Saildrone, a seven-metre long, wind-powered unmanned surface vehicle (USV) is the first unmanned system to circumnavigate Antarctica. The vehicle, also called SD 1020, had climate-grade sensors installed, and had gathered data in previously unchartered waters, providing an additional insight into ocean and climate processes.
The mission lasted for 196 days and began from Southport in Bluff, New Zealand, on January 19, 2019. The vehicle returned back to where it started on August 3, after sailing over 22,000 km (13,670 miles) around Antarctica. During its journey, the USV experienced freezing temperatures, 15-meter (50-foot) waves, 130 km/h (80 mph) winds, and collisions with giant icebergs.
The Southern Ocean plays a crucial role in regulating heat and carbon for the planet; Yet, its remote location and inhospitable state, makes even big ships avoid the location. Nevertheless, the saildrone managed to not only survive the Southern Ocean winter but streamed back vital new data from previously unsampled territory.
In addition, the USV was equipped with an instrument developed by NOAA to measure carbon fluxes very precisely, and provided important new data on the rates of carbon uptake in the Southern Ocean.

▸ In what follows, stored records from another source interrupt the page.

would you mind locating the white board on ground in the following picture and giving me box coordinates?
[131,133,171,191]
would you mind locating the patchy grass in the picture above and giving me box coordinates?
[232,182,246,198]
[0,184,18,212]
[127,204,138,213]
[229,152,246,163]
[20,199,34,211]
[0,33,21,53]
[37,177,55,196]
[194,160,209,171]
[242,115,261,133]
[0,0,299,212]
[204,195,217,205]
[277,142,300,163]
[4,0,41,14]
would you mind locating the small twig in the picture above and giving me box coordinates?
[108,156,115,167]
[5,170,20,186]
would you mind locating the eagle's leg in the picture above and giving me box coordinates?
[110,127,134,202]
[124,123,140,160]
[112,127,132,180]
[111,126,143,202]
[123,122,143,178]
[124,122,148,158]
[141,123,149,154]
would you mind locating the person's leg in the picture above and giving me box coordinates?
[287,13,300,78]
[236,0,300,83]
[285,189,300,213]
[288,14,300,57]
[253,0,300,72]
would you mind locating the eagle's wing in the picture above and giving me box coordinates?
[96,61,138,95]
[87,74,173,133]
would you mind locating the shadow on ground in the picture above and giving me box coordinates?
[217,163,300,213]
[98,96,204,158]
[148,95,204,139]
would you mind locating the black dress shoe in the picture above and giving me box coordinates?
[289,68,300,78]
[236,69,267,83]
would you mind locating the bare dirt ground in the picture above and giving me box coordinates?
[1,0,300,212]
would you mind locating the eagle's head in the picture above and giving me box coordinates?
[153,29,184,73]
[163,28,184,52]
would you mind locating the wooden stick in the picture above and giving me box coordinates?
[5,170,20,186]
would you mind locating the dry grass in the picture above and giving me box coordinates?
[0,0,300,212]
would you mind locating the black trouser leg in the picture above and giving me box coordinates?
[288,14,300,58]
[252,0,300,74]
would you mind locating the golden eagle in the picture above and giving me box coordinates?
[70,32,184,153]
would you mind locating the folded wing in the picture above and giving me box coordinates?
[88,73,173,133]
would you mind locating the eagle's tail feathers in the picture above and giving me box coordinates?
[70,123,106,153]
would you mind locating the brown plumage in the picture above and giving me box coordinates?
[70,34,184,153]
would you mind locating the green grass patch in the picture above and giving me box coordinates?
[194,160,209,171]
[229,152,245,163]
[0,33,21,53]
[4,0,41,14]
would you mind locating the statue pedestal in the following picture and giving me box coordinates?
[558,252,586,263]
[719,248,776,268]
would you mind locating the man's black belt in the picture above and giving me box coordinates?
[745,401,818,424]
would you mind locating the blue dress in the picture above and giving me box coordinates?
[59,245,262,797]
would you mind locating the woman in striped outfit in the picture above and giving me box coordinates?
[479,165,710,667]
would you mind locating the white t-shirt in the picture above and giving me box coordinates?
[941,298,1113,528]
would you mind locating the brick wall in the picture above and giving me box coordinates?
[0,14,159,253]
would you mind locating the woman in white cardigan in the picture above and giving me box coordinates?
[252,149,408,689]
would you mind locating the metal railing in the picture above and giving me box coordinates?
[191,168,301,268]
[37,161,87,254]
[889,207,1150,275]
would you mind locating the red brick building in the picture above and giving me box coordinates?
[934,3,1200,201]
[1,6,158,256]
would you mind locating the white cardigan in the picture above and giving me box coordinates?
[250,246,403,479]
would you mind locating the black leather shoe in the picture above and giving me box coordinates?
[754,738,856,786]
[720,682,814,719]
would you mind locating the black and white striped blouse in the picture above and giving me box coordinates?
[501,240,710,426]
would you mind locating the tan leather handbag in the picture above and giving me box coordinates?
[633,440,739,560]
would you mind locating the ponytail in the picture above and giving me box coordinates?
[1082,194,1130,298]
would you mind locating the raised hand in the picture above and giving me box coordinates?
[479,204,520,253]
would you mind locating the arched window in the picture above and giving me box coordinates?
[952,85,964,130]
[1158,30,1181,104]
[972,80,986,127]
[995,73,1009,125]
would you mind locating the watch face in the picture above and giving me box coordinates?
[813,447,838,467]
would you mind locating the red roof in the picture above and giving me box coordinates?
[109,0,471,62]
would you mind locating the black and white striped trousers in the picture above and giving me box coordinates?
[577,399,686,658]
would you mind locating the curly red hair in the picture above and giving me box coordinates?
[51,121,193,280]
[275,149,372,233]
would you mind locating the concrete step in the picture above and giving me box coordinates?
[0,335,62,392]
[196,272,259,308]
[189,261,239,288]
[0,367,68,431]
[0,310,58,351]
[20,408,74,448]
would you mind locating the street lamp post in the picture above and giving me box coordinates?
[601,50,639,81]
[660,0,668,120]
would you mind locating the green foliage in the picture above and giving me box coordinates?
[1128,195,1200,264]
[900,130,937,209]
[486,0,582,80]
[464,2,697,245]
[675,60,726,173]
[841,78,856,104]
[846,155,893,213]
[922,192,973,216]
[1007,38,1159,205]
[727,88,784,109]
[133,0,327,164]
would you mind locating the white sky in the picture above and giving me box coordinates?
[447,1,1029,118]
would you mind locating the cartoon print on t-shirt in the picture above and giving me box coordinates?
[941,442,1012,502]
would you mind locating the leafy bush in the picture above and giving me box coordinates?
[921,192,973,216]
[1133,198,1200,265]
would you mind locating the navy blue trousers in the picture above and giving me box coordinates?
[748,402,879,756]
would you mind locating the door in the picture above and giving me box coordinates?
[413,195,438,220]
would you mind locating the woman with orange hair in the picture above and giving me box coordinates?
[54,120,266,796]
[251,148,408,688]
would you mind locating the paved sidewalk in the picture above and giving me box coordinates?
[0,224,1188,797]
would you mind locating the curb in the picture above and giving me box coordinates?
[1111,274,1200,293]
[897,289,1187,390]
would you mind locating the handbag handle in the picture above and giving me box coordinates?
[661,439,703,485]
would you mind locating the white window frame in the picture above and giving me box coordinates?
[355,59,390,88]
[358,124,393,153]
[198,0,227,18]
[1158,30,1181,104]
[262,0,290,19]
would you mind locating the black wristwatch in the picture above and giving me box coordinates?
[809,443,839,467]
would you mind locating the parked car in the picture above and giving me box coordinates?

Dr. Adrienne Sutton, an oceanographer with the NOAA Pacific Marine Environmental Laboratory (PMEL) Carbon Group commented that
There’s a lot left to be learned about the ocean’s uptake of CO2 emissions, especially in the Southern Ocean. Up until a few years ago, the Southern Ocean was understood to be a large CO2 sink.
Yet, Dr Sutton highlighted that with the help of the Saildrone, scientists found less of a CO2 sink than previously thought.
SD 1020 was equipped with the standard Saildrone sensor suite which collects a variety of variables from wind speed and direction to sea surface temperature, chlorophyll and salinity. SD 1020 also carried an ASVCO2 to measure atmospheric and dissolved pCO2 (carbon flux), dissolved oxygen, water temperature, and pH, as well as an ADCP to measure the speed and direction of ocean currents.